Да, да, про руку ее Тимофей прекрасно знал. Что рука была сломана еще в школьные годы и ныла иногда. И Кира пила обезболивающее и ходила потом бледная, скучная после этих приступов. И еще она говорила, что мечтала стать пианисткой.
Получается, отец лишил ее мечты.
Ее отец. Вот это перевертыш… То – отличный мужик, замечательный тесть, то – чудовище, которое скручивает в бараний рог свою младшую дочку, сестренку Киры… Бедная девочка. Как ее там? Ангелина. Ангел ведь, а не ребенок. Фарфоровая куколка, которую урони – и разобьется! Это Кира. Это Кира – фарфоровая куколка… Спасти Киру, увезти ее подальше отсюда…
Тимофей застонал, не в силах сосредоточиться, усилием воли взять себя в руки, очнуться окончательно.
…Кажется, Кира пришла. Вот она, рядом.
– Тимочка, я люблю тебя, – сказала она. Поцеловала его осторожно, и две слезинки упали на лоб.
Тимофей хотел ей ответить, что тоже любит ее, что теперь он все знает и понимает, что отныне они заживут еще лучше, и не будет ссор и недоразумений, а только одно счастье, но не мог.
– Тимочка, я люблю тебя, – щекой лежа на его руке, бормотала Кира. – Ты даже не представляешь, как я люблю тебя! Пожалуйста, выздоравливай. Ты мой единственный, ты мое счастье, – она повернулась и несколько раз поцеловала его руку.
Тимофей заморгал, пытаясь стряхнуть какие-то камни с век, но не получилось. Закрыл глаза.
Волна опять подхватила его и унесла – далеко-далеко отсюда.
Над головой опять сияло пронзительно-синее небо, и что-то черное наплывало сбоку.
Доктор Захаров сказал, что забытье и галлюцинации в состоянии Тима – это неприятное, но вполне обычное явление и слишком уж пугаться не стоит.
Еще дня два, и наступит улучшение. Маску с Тима снимут, и он сможет дышать сам. Ну а потом еще чуть-чуть окрепнет, и – его выпишут. Конечно, это не стопроцентно, возможны еще осложнения, но, скорее всего, Тим выкарабкается. Организм сильный, молодой, справится.

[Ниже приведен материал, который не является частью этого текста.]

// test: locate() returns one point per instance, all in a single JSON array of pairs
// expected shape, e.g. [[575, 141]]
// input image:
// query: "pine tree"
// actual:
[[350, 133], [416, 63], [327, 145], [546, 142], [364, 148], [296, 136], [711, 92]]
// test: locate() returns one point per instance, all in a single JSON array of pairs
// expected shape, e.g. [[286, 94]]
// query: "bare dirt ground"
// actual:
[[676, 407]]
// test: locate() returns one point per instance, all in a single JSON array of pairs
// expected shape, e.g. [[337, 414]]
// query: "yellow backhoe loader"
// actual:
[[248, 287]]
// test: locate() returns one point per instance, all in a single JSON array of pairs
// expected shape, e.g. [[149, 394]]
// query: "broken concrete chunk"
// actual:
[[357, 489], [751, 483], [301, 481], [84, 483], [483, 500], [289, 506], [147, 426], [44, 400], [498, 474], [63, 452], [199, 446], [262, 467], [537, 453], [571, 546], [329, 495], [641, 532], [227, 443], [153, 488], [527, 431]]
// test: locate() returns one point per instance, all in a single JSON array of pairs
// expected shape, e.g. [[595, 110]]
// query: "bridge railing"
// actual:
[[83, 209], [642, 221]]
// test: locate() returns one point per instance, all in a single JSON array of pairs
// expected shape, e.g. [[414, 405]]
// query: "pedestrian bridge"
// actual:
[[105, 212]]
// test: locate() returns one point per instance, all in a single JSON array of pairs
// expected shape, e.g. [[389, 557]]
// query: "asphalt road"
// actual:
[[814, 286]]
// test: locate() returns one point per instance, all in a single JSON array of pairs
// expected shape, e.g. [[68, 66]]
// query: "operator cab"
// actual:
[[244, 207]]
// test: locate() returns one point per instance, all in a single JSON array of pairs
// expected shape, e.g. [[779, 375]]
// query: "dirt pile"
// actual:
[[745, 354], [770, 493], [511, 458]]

Киру этот прогноз несколько утешил.
– Доктор, я решила увезти свою мать и сестру отсюда. Я не могу оставить их с отцом.
– Хорошая мысль.
– Мать не в восторге, конечно… – добавила Кира. – Я собиралась всем рассказать о том, что за человек мой отец. Но он просит молчать. Говорит, что отпустит нас, если я не стану устраивать скандал.
– Вы ему верите?
– Да. Мне его даже жалко почему-то… Ну что ж, сам виноват. И я вот о чем… Если я завтра на весь день уеду из города – ничего? Я обещала отцу, к тому же не могу оставить с ним без надзора мать с сестренкой… А тут Тим… вдруг… вдруг что-то изменится?.. – задумчиво произнесла Кира.
Она изъяснялась весьма туманно, но доктор Захаров, кажется, ее понял.
– Я думаю, один день погоды не сделает, – сказал врач. – Если что, ваш номер у меня есть. Позвоню. Конечно, любая болезнь – непредсказуема, однако весь мой опыт подсказывает – за это время ничего с вашим Тимофеем не случится. Будем за ним присматривать.
– Спасибо. Спасибо! – Кира пожала Захарову руку и быстро пошла прочь. «А он хороший человек, этот доктор. И как тетя Лида его прошляпила?»
Кира направлялась в сторону дома Сергея. Да-да, она собиралась переговорить с бывшим своим возлюбленным.
Ксения Крестовская свернула за угол и быстро, не глядя по сторонам, почти побежала… Лишь бы никто ее не заметил. Лишь бы она сама ничего не заметила.